Once inside, prepare to be left astounded by the frescoes and royal collections which includes works by Goya, Caravaggio and Velázquez as well as sublime watches and silverware.
In the interiors also lie the only string quartet of Stradivarius instruments in the world as well as the personal weapons used by Charles V in the 16th Century.
Spain’s heart is green and constitutes a bounty of lush gardens, with the marvellous Retiro included among them, up until the 19th century the park was a part of the royal property after which it was opened to the public.

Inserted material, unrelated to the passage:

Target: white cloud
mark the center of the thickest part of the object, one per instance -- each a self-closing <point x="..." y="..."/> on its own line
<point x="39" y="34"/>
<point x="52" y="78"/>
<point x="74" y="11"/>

The glass pavilion built in 1887 is glorious and growing in the adjacent pond are bald cypresses, swamp trees that alter into a lovely golden brown in summer.
The oldest tree in the city is not too far from here as well, a Montezuma Cypress planted in 1633 is encircled within an iron fence.
A requisite mainstay in every tourist’s itinerary, the Prado is conceivably the most recognized art museum in the world. Featuring a formidable collection of masterpieces by baroque and renaissance masters.
Eminent artists such as El Greco, Rembrandt, van Dyck, Titian, Carvaggio and Botticelli feature among several other prominent names. A must see is David with Head of Goliath by Carvaggio and Bosch’s Garden of Earthly Delights.
Puerta Del Sol
This grand square alongside the Post Office Building is a known meeting place, enriched with meaning for both country and city. As every Spanish person will acknowledge the clock atop the Casa de Correos (Post Office) as it features in the televised countdown on New Year’s Eve.
While also situated within the square is the El Oso y El Madroño statue which acts a symbol for Madrid since the Middle Ages.
Santiago Bernabéu Stadium
Irrespective of you being a supporter or not, the reality remains that Real Madrid is Europe’s most successful football team, having attained a record-breaking 13 Champions League titles.
So whether football fan or not, regard the Bernabéu as a pilgrimage site and visit their monstrous 85,000-seater stadium where history has been broken and rewritten season after season, year after year.
A tour would encapsulate visits to the dugouts, the dressing room, the trophy room, the presidential box as well as panoramic vistas of the stadium and the pitch itself.
Mercado San Miguel
This fetching art nouveau marketplace dates back to 1916, a gastronomic setting to purchase the crème de la crème that Spain has to offer, such as saffron, cava and paprika.
In the locale is a host of tapas bars that dish out classics such as gambas al ajillo, boquerones and patatas bravas which can be accompanied alongside a glass of beer or rioja (a wine region in Spain) to wash it down.
Seeing as the list goes, chop-chop, you don’t have a minute to squander and there are tons of sights waiting for you to grace your eyes upon!